The Cavum Septum Pellucidum (CSP) is a small, fluid-filled space located deep within the center of the brain. While its identification on an imaging scan can cause concern, the CSP is usually a normal and temporary part of fetal brain development. In infants and young children, it is often an incidental finding that poses no threat to health. Understanding when the CSP is a typical developmental variant and when it signals a need for further investigation is essential.
The Structure and Expected Development of the CSP
The Cavum Septum Pellucidum is situated between the two lateral ventricles, separating the frontal horns. This space is enclosed by the thin, translucent double membrane known as the septum pellucidum, which stretches from the corpus callosum down to the fornix. The CSP is present in nearly all developing fetuses, forming a cerebrospinal fluid (CSF)-filled pocket between the two layers of the septum.
Its presence serves as an indicator of normal forebrain development during the prenatal period, and its visualization on a fetal ultrasound is a routine part of a second-trimester assessment. As the brain matures, the surrounding structures expand and press the two leaves of the septum pellucidum together, causing the space to fuse and disappear. This fusion typically occurs in a back-to-front direction.
For full-term neonates, the CSP is still present in about 85% of cases, but this number rapidly declines shortly after birth. The fusion process is generally complete within the first three to six months of life. The eventual closure is believed to be influenced by the growth of nearby brain structures, primarily the corpus callosum and the fornix.
When the Cavum Septum Pellucidum is Considered Persistent
A Cavum Septum Pellucidum is considered persistent if the two septal membranes fail to fuse and the cavity remains open past the typical closure period. Although the exact age threshold varies, persistence is generally defined as the CSP remaining open beyond six months to one year of age. This persistence is relatively common, appearing in approximately 15% of the adult population, and is often considered a benign anatomical variant.
The definition of persistence also includes the size and location of the cavity. A normal, persistent CSP is usually a small, slit-like space, typically measuring between 1 and 4 millimeters in length.
Other Cavum Variants
If the fluid-filled space extends further back beyond the columns of the fornix, it is termed a Cavum Vergae. If it is located above the third ventricle, it is called a Cavum Veli Interpositi.
The existence of a persistent CSP means the normal developmental fusion of the septal leaves did not occur. It is a structural finding that, in isolation, does not automatically imply neurological or developmental impairment. However, a persistent CSP can signal a need for closer observation, especially when it is unusually large or complex.
Potential Clinical Significance of a Persistent CSP
For most individuals, a persistent CSP is an incidental finding on a brain scan and is asymptomatic. This is particularly true for an isolated CSP that is small and does not exceed five millimeters in length. When the cavity is non-communicating and significantly enlarged, however, it can become a symptomatic “CSP cyst.”

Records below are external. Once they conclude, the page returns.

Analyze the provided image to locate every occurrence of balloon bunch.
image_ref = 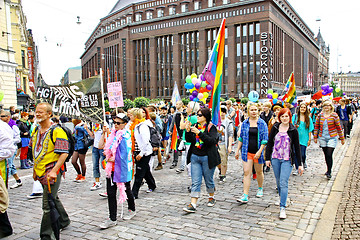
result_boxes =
[184,73,213,104]
[267,89,281,104]
[321,84,334,96]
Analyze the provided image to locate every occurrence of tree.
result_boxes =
[134,97,150,108]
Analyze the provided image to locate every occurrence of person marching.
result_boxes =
[99,113,136,229]
[183,108,221,213]
[235,103,268,203]
[266,108,304,219]
[292,102,314,172]
[314,101,345,179]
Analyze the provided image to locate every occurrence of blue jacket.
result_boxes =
[239,118,268,164]
[74,126,89,151]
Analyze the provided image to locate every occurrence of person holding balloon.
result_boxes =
[314,100,345,179]
[235,102,268,203]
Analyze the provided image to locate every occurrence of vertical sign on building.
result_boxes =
[260,32,273,95]
[28,47,35,92]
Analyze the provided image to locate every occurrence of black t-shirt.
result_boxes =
[248,127,259,153]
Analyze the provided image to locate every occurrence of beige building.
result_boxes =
[0,0,17,109]
[332,72,360,97]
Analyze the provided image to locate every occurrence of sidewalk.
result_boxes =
[4,123,359,239]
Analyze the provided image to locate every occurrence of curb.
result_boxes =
[312,124,360,240]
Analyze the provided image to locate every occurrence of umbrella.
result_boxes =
[47,179,60,240]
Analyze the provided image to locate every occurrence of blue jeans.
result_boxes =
[271,158,292,208]
[92,147,105,178]
[7,152,17,176]
[294,145,306,169]
[190,154,216,198]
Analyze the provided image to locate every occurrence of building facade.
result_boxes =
[332,72,360,97]
[81,0,320,99]
[0,0,17,109]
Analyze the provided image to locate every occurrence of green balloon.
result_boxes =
[185,75,191,83]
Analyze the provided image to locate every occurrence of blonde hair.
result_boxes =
[247,102,259,115]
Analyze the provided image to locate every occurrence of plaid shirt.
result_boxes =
[239,118,268,164]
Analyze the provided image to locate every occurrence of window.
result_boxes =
[249,42,254,56]
[243,43,247,56]
[181,3,189,12]
[21,50,26,67]
[169,6,176,15]
[249,24,254,36]
[243,25,247,37]
[135,13,141,22]
[255,23,260,35]
[194,1,201,10]
[146,11,152,19]
[158,9,164,17]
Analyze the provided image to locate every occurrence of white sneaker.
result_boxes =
[99,219,117,229]
[279,208,286,219]
[10,182,22,189]
[123,209,136,220]
[90,182,102,191]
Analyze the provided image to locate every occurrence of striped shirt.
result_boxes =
[314,112,344,140]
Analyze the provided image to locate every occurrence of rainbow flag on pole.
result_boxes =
[203,18,226,125]
[282,72,296,103]
[170,124,179,151]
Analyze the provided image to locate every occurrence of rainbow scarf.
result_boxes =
[203,18,226,126]
[282,72,296,103]
[195,124,206,149]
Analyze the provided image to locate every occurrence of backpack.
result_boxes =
[34,124,75,162]
[138,125,161,148]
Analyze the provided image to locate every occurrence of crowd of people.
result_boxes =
[0,99,359,239]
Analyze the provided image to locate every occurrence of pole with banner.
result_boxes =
[100,68,106,125]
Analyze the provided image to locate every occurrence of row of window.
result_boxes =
[131,6,265,33]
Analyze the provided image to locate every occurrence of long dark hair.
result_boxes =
[295,102,310,129]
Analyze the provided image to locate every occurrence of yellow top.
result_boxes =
[30,126,69,177]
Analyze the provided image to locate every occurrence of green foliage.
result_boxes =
[123,98,135,112]
[229,98,236,103]
[181,98,190,106]
[241,98,249,104]
[134,97,150,108]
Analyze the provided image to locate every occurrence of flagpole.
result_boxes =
[100,68,106,125]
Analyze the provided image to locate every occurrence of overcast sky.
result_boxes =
[22,0,360,84]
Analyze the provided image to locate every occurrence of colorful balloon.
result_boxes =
[185,75,191,83]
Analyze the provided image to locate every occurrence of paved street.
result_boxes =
[4,123,359,239]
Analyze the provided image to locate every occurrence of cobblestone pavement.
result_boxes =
[8,124,359,239]
[332,125,360,239]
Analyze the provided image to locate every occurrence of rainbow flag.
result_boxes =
[203,18,226,126]
[170,124,179,151]
[282,72,296,103]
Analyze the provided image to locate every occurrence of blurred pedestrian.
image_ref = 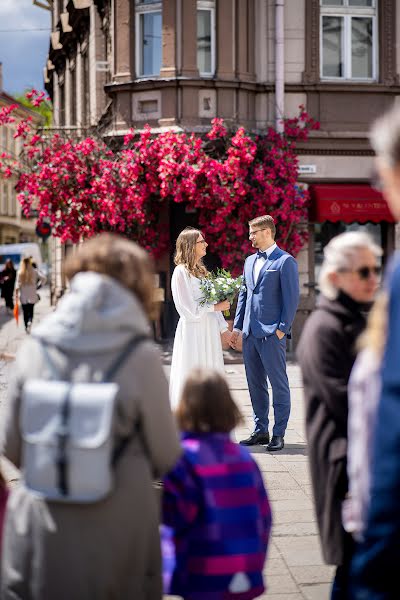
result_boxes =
[162,369,271,600]
[169,227,231,408]
[15,257,46,333]
[297,232,382,600]
[0,234,180,600]
[0,469,9,556]
[342,292,387,541]
[0,258,17,315]
[352,105,400,600]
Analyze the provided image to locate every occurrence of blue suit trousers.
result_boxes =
[243,333,290,436]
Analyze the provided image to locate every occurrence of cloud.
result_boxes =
[0,0,51,94]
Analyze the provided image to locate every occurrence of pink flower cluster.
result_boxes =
[0,98,318,275]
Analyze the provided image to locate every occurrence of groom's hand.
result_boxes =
[230,331,240,350]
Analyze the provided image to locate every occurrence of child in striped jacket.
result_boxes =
[161,369,271,600]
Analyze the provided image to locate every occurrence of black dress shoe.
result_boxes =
[239,431,269,446]
[267,435,285,452]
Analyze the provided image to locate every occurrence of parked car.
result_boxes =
[0,242,43,271]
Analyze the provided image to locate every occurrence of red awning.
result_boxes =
[309,184,395,223]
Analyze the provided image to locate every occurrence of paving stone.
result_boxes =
[273,521,318,537]
[274,502,315,525]
[274,535,324,567]
[301,583,332,600]
[290,565,335,585]
[266,572,298,597]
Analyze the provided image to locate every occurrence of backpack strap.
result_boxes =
[40,334,150,476]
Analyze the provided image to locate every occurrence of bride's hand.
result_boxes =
[214,300,231,311]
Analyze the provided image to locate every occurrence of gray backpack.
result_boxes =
[20,336,148,503]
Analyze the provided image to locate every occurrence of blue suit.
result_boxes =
[234,247,299,436]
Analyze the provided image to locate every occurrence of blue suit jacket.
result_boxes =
[233,248,299,338]
[351,256,400,600]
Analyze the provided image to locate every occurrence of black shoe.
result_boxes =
[239,431,269,446]
[267,435,285,452]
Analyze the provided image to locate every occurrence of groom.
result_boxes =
[231,215,299,451]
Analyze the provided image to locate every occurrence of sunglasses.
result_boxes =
[342,267,381,281]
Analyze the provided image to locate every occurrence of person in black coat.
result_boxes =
[297,232,382,600]
[0,258,17,312]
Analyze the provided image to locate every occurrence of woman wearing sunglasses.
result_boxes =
[297,232,382,600]
[169,227,231,408]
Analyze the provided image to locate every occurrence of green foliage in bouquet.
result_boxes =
[200,269,243,317]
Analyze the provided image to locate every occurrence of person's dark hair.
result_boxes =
[249,215,276,239]
[64,233,158,319]
[176,369,242,433]
[4,258,15,271]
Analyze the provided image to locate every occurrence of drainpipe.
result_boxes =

A CSP is considered enlarged when its width is six millimeters or more, often causing the septal walls to bow laterally. In rare instances, a significantly enlarged cavity (a true CSP cyst) can obstruct the normal flow of cerebrospinal fluid. This obstruction leads to hydrocephalus and increased intracranial pressure. Symptoms can include persistent headaches, visual changes, or nausea.
Beyond physical obstruction, a persistent CSP is sometimes found in conjunction with other serious brain anomalies, pointing to a disruption in early brain development. These associated conditions include structural midline defects such as agenesis of the corpus callosum.
The CSP is also associated with certain neurodevelopmental and psychiatric disorders, such as schizophrenia and post-traumatic stress disorder, particularly when the cavity is complex or excessively large. These associations are debated and do not mean the CSP causes these disorders. Instead, a failure of the septum to close may be a marker for underlying developmental differences in the limbic system.
Monitoring and Management Following Identification
When a Cavum Septum Pellucidum is identified prenatally or in a young infant, medical professionals may recommend follow-up imaging to monitor the cavity. This tracking, often done with ultrasound or MRI, observes whether the CSP closes naturally or if its size increases. The primary concern is ruling out associated brain malformations that might require early intervention.
If a CSP is discovered in an older child or adult and is isolated, small, and asymptomatic, no specific treatment or intervention is necessary. The finding is noted as a benign anatomical variant. Management is only required if the CSP is symptomatic, usually due to its enlargement causing obstructive hydrocephalus.
For symptomatic CSP cysts, the treatment is typically surgical, with the goal of relieving pressure and restoring the normal flow of CSF. The most common procedure is neuroendoscopic fenestration, which involves creating a small opening in the cyst wall to allow the fluid to drain into the ventricular system. A neurologist or developmental specialist may be consulted to evaluate the individual for any associated neurodevelopmental or cognitive concerns if the CSP is complex or found alongside other anomalies.